Observers close to the PAF believe that the Ra’ad-line of air-launched cruise missiles (ALCM) will also make their way to the JF-17.[3] The design changes shown in the new Ra’ad-II ALCM (notably the ‘X’-type tail stock instead of the wide horizontal stabilizers) suggest that the JF-17 will eventually get Ra’ad-II integration. At that point, the JF-17 will have taken all of the conventional-oriented tasks of the Mirage III/5s, though the PAF may continue keeping the Mirage III/5 as additional strike assets.

Situational Awareness

The PAF started improving this domain before Swift Retort. The centerpiece of this program was ordering three additional Saab 2000-based Erieye airborne early warning and control (AEW&C) aircraft. However, the KLJ-7A offers longer ranged radar tracking, so individual JF-17s will be able to see farther. It is unclear if the PAF will pursue a new AEW&C platform. If anything, a plausible near-term goal would be to improve Link-17 so that it can carry more data without compromising security.

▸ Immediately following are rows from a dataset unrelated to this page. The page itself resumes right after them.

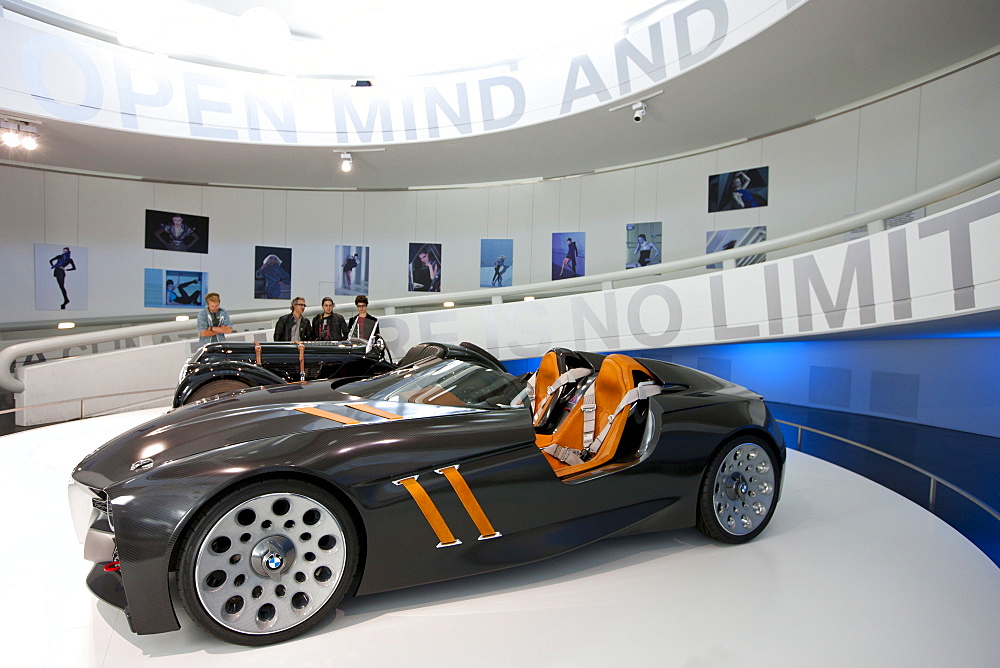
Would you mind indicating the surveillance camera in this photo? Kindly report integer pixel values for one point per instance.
(638, 111)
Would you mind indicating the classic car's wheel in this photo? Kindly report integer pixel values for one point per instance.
(739, 491)
(267, 562)
(215, 387)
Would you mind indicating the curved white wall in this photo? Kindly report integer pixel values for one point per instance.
(818, 173)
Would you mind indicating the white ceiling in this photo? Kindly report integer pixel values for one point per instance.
(826, 55)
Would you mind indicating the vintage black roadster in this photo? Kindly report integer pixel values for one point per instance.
(272, 504)
(216, 368)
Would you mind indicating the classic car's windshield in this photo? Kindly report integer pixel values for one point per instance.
(445, 383)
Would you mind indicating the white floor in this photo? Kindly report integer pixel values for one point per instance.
(847, 574)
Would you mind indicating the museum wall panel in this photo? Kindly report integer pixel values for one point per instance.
(818, 173)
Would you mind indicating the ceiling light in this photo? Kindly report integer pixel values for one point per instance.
(14, 134)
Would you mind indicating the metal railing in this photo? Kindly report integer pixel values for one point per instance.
(972, 179)
(935, 480)
(166, 395)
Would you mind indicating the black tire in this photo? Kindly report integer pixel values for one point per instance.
(739, 492)
(267, 562)
(216, 387)
(484, 353)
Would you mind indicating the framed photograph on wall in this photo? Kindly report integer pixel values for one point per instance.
(60, 277)
(568, 255)
(272, 273)
(743, 189)
(425, 268)
(642, 244)
(170, 230)
(352, 267)
(174, 288)
(736, 238)
(496, 257)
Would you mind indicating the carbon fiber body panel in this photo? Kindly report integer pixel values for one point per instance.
(201, 451)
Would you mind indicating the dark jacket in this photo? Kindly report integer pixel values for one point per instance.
(332, 328)
(370, 321)
(283, 329)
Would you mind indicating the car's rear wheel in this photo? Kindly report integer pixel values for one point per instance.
(267, 562)
(216, 387)
(739, 491)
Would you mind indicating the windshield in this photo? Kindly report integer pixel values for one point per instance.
(444, 383)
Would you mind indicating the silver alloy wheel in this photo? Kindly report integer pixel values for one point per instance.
(270, 563)
(743, 493)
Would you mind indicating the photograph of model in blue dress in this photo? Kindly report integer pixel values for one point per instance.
(60, 265)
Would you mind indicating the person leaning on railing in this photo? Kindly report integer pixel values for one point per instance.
(213, 320)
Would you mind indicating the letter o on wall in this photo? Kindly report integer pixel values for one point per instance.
(638, 303)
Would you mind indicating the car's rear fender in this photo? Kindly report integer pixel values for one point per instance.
(250, 374)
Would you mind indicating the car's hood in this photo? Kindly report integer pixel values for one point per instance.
(254, 415)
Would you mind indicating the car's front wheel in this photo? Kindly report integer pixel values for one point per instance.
(739, 491)
(267, 562)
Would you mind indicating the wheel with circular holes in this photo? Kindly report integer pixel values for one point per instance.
(267, 562)
(739, 491)
(216, 387)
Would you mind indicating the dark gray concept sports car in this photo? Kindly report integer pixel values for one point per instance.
(273, 504)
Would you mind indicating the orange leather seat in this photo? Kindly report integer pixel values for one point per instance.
(618, 375)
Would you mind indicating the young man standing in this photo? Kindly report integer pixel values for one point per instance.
(294, 326)
(362, 325)
(213, 320)
(329, 326)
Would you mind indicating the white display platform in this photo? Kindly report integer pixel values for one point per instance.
(847, 574)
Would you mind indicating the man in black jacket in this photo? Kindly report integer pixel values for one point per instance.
(294, 326)
(329, 326)
(361, 325)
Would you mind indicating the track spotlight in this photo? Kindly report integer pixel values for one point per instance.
(18, 134)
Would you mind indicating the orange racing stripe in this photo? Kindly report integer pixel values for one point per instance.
(365, 408)
(468, 500)
(312, 410)
(430, 511)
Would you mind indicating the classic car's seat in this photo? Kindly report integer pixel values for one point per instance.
(423, 351)
(580, 443)
(560, 373)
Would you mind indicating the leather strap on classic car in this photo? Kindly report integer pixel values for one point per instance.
(430, 511)
(468, 499)
(571, 376)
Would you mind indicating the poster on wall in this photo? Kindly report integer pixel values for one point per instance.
(170, 230)
(568, 254)
(272, 273)
(642, 244)
(425, 268)
(60, 277)
(174, 288)
(496, 257)
(745, 189)
(352, 262)
(736, 238)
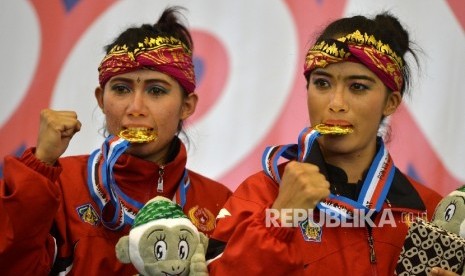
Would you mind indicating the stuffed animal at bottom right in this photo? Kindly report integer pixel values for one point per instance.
(450, 212)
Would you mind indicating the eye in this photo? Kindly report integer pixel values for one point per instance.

That said, Swift Retort may have pushed the PAF to look at other ways to build situational awareness. The first could be a strategic look through image intelligence (IMINT), especially through a satellite. The second method could employ more unmanned aerial vehicles (UAV). Pakistan currently has two medium-altitude, long-endurance (MALE) drones in development. The third area would require proactive thinking, but an improved electronic support measures (ESM) capability could help better understand India’s air defence deployments near the border. Thus, signal intelligence (SIGINT) and electronics intelligence (ELINT) assets should be on the PAF’s near-term acquisition roadmap as well.

[1] Henri Kenhmann. “Airshow China 2016: KLJ-7A, le radar à radar.” East Pendulum. 01 November 2016. URL:

[2] Alan Warnes. “Pakistan’s Roaring Thunder.” Air Forces Monthly. May 2021.

[3] Ibid.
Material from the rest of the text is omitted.